Дал мне попробовать, и я сказал:
— Да-а-а!
Ложка была одна. Незнакомец складным ножиком быстро обстругал щепку, соорудил из нее черпачок, ложку отдал мне. Я начал отказываться, но незнакомец погладил меня по плечу:
— Хозяину этого мира, — он обвел гибкой рукой вокруг, — почет, уважение и ложка. А я, милое дитя, могу употреблять еду какую угодно, где угодно и чем угодно. Научен уважать пищу! — Он важно и смешно приподнял палец, после чего отхлебнул из черпака пищу, пригодную для беззубых, и продолжал: — Великий Горький сказал: «Человек выше сытости!» Но годы прозябания перевернули в моих глазах многие слова, и понял я, что словами, даже великими, не пропитаешься, понял я, что без слов прожить можно, без пищи — нельзя, и что доброму человеку сухарь во здравие, а злому — и мясо не впрок. Годы учат мудрости, милое дитя!
Он и еще много говорил мне непонятных слов, доверительно, как равному, близкому товарищу, и понял я: дяденьке этому долго пришлось жить без близких людей и молчать.
Мы дохлебали кулеш. Незнакомец вымыл котелок, ложку и убрал их в мешок, после чего свернул цигарку из казенной махорки, прикурил от уголька и блаженно вытянулся на камнях, чувствовалось, да и видно было по всему, да он этого и не скрывал, как вольно ему, как хорошо жить и наслаждаться жизнью.
У костра незаметно, будто тать, возник Митроха. Молча, сурово оглядел он дяденьку, меня, салик и потребовал документы.

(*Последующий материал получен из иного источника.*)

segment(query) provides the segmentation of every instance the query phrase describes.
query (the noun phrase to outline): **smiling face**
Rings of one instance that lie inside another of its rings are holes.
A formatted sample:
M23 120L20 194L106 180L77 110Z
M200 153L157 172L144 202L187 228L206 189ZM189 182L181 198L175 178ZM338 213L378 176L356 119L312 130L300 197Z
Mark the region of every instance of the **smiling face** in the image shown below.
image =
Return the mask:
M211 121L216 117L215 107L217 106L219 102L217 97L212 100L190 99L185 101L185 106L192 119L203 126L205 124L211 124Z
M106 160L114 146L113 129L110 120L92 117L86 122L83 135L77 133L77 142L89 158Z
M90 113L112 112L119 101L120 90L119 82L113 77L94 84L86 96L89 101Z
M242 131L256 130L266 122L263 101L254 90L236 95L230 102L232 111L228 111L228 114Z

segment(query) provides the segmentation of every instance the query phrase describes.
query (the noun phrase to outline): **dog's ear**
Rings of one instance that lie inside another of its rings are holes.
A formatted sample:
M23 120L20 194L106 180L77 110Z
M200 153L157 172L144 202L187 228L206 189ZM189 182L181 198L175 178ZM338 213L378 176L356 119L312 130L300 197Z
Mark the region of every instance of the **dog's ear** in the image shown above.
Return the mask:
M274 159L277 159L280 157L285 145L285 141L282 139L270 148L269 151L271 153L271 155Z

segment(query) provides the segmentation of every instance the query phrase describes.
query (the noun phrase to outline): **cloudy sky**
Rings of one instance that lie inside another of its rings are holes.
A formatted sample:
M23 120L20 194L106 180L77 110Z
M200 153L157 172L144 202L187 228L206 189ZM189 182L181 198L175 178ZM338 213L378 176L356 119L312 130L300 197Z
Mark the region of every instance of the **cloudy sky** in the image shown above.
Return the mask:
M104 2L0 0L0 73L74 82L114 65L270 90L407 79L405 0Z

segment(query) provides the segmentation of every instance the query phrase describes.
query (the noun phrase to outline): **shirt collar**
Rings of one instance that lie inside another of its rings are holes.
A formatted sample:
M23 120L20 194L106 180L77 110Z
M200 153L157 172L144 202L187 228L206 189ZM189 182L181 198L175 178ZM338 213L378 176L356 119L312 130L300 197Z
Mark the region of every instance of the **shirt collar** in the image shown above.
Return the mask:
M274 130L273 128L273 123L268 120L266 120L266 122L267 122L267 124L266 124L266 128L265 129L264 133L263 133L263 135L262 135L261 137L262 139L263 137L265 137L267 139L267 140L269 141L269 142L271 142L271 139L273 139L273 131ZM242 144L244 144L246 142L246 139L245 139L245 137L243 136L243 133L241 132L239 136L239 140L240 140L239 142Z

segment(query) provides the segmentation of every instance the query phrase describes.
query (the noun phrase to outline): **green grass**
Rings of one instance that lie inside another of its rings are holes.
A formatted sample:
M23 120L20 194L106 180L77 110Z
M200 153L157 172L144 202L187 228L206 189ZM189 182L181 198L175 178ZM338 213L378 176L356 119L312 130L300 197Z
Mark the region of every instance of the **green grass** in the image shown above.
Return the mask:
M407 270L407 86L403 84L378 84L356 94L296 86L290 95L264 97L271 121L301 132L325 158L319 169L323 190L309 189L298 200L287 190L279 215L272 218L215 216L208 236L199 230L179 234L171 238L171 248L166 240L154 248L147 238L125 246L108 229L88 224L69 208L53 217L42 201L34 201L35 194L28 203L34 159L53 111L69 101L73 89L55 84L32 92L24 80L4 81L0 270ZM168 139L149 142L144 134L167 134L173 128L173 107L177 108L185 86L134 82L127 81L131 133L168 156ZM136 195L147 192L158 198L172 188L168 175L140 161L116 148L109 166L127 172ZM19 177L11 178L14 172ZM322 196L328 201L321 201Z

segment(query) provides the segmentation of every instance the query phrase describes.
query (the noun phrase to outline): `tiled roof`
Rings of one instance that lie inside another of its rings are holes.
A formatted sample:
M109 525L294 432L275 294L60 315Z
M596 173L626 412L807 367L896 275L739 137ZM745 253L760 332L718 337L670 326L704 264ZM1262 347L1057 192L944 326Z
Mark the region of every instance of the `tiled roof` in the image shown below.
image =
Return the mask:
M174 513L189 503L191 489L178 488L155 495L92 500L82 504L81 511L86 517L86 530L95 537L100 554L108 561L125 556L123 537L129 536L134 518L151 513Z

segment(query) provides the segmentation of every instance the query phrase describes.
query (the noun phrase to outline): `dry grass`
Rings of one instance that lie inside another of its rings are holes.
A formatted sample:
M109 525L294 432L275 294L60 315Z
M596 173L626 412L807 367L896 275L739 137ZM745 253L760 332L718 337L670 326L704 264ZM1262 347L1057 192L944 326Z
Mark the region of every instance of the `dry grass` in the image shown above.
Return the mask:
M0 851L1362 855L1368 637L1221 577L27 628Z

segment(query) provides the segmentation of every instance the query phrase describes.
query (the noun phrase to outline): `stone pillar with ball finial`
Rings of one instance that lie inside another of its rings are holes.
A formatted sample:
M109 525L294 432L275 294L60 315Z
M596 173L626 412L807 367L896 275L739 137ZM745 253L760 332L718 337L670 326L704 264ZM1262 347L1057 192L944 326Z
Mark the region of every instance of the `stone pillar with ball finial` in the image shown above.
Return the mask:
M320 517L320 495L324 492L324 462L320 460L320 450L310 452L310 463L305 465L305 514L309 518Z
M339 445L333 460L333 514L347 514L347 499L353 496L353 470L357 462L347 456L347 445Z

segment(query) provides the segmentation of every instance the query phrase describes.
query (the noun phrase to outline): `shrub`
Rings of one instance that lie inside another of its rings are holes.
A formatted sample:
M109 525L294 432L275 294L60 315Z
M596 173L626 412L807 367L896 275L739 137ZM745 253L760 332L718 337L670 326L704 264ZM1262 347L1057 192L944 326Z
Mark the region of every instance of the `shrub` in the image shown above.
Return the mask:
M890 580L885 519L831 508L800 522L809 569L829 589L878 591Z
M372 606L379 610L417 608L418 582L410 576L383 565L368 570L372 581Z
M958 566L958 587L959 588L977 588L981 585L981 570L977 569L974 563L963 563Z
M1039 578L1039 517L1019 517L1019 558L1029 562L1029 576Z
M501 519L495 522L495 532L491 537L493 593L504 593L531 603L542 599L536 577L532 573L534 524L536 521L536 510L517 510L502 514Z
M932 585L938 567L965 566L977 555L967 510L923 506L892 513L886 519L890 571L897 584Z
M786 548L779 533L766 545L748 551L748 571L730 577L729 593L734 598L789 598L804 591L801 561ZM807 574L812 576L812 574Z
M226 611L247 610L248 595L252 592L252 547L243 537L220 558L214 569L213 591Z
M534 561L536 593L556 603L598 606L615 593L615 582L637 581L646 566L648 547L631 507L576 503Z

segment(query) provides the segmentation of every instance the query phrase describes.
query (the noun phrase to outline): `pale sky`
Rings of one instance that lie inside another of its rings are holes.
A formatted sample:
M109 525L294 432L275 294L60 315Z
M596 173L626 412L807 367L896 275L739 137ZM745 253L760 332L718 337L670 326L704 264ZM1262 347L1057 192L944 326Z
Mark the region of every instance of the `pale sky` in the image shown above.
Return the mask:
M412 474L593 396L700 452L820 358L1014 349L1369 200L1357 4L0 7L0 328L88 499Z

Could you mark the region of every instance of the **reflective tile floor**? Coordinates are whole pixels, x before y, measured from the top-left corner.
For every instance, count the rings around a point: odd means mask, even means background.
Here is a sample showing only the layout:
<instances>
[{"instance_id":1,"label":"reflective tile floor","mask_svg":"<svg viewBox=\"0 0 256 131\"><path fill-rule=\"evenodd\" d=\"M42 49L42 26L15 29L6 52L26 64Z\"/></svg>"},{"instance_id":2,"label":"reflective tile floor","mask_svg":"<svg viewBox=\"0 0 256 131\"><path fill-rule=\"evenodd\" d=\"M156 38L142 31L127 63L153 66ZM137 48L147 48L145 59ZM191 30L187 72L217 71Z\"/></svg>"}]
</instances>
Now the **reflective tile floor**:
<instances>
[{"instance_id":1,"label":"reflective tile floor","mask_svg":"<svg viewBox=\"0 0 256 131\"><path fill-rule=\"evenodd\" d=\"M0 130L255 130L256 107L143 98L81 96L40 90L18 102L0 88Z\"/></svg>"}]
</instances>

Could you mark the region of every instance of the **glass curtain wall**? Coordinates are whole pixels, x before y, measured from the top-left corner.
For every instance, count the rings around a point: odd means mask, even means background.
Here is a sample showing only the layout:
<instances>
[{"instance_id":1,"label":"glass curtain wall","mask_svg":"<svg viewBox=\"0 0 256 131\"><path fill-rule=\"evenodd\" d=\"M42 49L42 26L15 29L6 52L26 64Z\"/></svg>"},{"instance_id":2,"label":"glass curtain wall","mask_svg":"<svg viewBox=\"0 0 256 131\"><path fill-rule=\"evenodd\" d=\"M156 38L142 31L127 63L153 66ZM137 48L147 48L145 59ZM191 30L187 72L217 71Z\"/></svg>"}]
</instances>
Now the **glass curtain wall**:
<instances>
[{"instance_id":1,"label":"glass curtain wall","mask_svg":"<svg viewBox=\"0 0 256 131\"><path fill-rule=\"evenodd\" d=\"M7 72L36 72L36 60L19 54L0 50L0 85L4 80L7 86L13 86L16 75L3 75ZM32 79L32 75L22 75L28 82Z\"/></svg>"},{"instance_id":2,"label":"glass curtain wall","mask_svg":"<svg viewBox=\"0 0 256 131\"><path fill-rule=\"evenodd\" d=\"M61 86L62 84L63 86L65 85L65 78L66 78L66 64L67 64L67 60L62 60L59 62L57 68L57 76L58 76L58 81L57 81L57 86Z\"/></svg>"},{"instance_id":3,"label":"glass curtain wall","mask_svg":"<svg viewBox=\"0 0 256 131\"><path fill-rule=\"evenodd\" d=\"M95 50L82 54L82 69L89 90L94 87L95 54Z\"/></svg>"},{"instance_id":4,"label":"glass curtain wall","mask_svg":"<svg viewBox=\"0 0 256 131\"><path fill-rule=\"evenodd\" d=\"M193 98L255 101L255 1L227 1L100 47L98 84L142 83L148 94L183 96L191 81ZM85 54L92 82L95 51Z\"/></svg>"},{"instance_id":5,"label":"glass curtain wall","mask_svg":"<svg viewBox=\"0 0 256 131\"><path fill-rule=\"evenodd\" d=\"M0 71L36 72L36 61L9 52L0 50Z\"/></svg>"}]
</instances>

Незнакомец ответил: «Охотно!», засуетился, складничком подпорол подкладку шляпы, достал из-под нее бумажку.
Митроха нагнулся к огню, зашевелил толстыми губами. Читал он долго, затем выпрямился и заявил:
— Так я и знал!
— Что вы знали, молодой человек? — Незнакомец уже оправился от наскока Митрохи, не суетился больше, но и не улыбался. Лицо его сделалось мятым, усталым, досада была во всем его облике.
— Что ты за птица?
— Справка по всей форме. Я освобожден досрочно и, значит, заслужил право, чтобы ко мне обращались на «вы», так же, как я обращаюсь к вам.
Митроха смешался, переступил со здоровой ноги на хромую, прокашлялся громко и с новым напором продолжал:
— Кем был до изолирования?
— Капельмейстером.
— А-а, сразу видно придурка. У нас в партизанском отряде каптенармус был, тоже вертлявый, говорун, тожа под антелигента работал.
— Капельмейстер и каптенармус, смею вам заметить, слова несколько не идентичные.
— Чево-о-о?
— Не идентичные слова, говорю.
— Я б тебя раньше за такие слова!..
— О-о, в этом я не сомневаюсь. Верните мне справку.
— Куда путь держишь, брехло? — Митроха меж двух пальцев, брезгливо протянул старику бумажку.